In line with Dr. Weisbuch's comments, I believe the federal government should recommend that EVERYONE get annual influenza vaccine, and should set up systems to assure that it happens. Payment systems should guarantee a modest profit, and predictable litigation environments, to a diverse group of vaccine manufacturers. Data systems should be structured around public health goals, rather than the other way around. Planning for vaccine shortages could start at a baseline of 100% population coverage, rather than the current baseline of "selected groups, haphazardly immunized" that we see in a GOOD year in the USA.

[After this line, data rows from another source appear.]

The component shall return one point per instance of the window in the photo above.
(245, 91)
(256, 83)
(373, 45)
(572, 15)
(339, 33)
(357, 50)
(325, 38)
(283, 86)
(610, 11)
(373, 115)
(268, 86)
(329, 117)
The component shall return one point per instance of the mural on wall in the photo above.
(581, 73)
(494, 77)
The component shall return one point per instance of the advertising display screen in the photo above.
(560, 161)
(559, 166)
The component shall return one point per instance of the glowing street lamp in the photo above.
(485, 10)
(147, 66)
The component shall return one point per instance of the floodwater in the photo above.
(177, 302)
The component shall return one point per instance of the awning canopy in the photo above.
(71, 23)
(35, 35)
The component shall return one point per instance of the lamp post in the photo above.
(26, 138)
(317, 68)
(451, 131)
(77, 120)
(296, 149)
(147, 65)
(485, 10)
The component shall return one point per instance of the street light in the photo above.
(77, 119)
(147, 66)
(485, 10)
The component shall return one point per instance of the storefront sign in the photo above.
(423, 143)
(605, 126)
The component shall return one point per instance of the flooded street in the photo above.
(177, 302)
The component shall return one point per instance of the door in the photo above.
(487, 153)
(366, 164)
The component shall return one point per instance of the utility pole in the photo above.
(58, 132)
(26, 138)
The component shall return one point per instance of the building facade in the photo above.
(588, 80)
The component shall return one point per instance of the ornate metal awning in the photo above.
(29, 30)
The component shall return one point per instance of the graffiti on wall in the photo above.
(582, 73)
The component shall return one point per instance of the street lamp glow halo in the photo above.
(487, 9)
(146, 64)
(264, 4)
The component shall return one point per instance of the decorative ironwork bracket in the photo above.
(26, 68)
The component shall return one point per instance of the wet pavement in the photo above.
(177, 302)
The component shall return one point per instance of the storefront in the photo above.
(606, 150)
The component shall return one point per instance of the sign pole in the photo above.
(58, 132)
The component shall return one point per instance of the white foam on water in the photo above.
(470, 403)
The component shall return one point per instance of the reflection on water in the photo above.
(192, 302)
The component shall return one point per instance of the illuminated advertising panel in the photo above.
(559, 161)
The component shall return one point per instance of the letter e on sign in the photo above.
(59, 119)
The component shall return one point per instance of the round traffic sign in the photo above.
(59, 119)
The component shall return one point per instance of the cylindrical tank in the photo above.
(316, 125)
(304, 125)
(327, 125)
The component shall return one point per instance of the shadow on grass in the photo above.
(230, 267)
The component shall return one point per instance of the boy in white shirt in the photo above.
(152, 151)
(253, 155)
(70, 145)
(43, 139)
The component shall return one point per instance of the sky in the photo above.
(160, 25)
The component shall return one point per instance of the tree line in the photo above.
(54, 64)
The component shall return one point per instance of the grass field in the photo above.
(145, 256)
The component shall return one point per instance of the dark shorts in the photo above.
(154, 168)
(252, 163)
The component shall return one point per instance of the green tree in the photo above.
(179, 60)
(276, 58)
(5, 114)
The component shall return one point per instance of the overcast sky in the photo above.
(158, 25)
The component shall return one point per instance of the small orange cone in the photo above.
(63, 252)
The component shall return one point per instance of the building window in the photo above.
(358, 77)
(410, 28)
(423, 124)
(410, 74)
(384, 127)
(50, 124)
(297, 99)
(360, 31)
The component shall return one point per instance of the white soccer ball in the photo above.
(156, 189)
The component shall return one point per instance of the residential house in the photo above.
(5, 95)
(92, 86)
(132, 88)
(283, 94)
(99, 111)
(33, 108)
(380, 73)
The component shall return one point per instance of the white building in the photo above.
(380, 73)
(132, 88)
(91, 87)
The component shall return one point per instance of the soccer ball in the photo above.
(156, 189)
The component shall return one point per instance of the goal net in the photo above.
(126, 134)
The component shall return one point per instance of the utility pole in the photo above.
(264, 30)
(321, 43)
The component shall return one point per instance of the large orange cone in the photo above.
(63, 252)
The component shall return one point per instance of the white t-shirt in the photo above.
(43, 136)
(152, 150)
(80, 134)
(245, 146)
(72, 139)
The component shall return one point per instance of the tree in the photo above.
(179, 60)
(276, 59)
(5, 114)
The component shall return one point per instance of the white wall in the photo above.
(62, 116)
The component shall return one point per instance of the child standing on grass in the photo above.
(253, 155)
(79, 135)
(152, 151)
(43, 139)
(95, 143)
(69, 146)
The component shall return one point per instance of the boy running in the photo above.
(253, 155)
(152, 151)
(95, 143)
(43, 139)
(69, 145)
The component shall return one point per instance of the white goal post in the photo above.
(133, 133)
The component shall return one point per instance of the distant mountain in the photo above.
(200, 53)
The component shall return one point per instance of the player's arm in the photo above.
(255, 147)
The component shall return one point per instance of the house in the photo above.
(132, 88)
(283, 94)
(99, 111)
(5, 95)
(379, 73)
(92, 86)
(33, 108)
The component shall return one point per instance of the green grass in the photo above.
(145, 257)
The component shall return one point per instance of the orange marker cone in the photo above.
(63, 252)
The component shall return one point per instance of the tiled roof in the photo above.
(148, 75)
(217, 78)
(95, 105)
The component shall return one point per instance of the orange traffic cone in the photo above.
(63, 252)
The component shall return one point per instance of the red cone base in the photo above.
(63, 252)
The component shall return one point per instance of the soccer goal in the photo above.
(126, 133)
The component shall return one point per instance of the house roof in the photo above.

Universal influenza immunization wouldn't be a guaranteed solution forever. No biological intervention can achieve that. Ongoing research would be needed, to watch for unintended consequences of the new system. But universal influenza immunization appears to be well-justified by current data, which suggests short-term community benefits far exceeding community risks and costs. Absent any significant evidence of individual or community harm from universal influenza vaccine, it appears that this idea's time has come.

I believe that in the last few years, NACCHO has adopted policy that calls for universal influenza immunization in the USA. Perhaps the rest of us should help move this idea ahead.

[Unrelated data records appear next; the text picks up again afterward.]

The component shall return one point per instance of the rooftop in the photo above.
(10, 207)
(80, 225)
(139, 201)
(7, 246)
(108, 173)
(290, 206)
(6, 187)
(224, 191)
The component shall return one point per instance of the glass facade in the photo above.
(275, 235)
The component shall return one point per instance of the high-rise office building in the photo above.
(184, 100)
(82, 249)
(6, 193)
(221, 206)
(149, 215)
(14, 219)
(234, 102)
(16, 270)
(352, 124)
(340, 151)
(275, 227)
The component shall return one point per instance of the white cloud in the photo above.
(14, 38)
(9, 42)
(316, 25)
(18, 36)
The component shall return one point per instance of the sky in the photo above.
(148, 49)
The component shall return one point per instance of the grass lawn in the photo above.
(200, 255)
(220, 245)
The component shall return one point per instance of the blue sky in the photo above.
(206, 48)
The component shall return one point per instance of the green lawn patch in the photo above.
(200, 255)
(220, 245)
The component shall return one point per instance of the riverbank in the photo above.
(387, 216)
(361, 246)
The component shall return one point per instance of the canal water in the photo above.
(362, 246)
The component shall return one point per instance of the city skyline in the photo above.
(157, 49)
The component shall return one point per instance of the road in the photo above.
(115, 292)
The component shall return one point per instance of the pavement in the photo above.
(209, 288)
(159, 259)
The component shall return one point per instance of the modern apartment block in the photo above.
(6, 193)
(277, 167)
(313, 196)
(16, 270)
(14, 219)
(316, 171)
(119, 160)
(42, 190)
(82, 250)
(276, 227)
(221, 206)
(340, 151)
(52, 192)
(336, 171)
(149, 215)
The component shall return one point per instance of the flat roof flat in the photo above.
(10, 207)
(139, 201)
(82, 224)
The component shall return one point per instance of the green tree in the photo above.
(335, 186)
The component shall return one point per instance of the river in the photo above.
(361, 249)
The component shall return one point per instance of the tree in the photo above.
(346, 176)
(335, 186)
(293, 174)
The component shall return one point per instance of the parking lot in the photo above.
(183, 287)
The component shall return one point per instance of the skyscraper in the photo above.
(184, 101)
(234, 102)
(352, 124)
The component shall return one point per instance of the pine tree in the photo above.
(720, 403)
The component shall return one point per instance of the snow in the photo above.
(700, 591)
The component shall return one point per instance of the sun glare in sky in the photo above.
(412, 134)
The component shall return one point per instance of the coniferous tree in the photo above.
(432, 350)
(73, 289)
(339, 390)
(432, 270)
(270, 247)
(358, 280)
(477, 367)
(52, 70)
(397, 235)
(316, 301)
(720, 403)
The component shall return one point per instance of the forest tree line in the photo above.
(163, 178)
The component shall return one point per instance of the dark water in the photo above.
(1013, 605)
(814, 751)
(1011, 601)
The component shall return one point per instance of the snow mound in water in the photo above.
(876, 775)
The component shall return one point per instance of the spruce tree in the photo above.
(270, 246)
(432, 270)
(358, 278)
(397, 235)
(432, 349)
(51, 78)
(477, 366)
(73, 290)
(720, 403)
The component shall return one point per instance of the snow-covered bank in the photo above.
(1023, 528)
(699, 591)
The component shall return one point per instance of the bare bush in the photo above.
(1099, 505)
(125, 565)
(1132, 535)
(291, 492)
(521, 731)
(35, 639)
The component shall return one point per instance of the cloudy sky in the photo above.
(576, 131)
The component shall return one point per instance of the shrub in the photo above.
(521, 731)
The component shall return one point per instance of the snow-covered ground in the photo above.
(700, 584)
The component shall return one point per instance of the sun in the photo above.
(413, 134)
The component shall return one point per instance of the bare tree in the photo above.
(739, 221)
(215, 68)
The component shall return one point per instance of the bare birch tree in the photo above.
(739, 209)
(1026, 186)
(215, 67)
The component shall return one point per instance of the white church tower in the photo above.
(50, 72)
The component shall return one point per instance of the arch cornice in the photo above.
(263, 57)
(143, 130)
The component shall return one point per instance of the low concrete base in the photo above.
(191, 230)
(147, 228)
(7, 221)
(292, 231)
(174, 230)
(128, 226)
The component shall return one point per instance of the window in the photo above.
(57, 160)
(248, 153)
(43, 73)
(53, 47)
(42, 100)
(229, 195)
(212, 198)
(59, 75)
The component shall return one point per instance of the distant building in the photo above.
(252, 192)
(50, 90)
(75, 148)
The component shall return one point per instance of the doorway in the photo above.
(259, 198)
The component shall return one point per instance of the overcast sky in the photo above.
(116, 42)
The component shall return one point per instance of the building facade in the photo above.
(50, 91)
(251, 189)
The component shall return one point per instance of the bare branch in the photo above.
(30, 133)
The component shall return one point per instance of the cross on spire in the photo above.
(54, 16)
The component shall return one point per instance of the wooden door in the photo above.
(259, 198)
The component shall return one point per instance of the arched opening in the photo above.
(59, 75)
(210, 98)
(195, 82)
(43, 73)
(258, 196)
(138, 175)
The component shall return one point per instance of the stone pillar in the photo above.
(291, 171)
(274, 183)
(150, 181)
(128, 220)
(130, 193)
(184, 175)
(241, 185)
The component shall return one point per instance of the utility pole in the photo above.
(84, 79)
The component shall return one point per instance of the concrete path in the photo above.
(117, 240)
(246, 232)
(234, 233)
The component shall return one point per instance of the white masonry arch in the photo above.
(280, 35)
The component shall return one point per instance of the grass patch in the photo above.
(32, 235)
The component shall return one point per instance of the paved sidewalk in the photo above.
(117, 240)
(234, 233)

Kim, David, the issue of universal influenza vaccination on an annual basis deserves consideration if we are to lower the number of deaths from the disease and prepare for the time when we may have to vaccinate everyone in the nation on a very rapid time schedule.

I would disagree with previous commentators who argue that a better individual risk data base is needed. What is needed is federal policy to protect all citizens form influenza disease, disability and death: 35 to 45,000 deaths per year, hundreds of thousands of hospital bed days, millions of days lost from work, etc. This policy would take the form of the government purchasing 250 to 300 million doses of vaccine from 4 or 5 vaccine manufacturers at one dollar over their manufacturing cost, (a total of about $5.00). The government would than have the vaccine sent to each state health department on the basis of population. The states would distribute it to every provider in the state no later than September 15. Since enough vaccine would be available for nearly everyone, each state could determine the most appropriate group to vaccinate (the Japanese have lowered the deaths from flu sharply by vaccinating teenagers, not elders). But that could be a state choice. The distribution would finally be made by private physicians, public health distribution centers, hospitals, etc.. but probably not pharmacies and private flu centers. Yes, some vaccine would be left over, but the rates of flu, hospitalization and death would all decline along with their attendent costs.

And, the best benefit of the process would be that a system would be set in place that could be used for any other form of mass vaccination or treatment were some untoward event to occur in the future.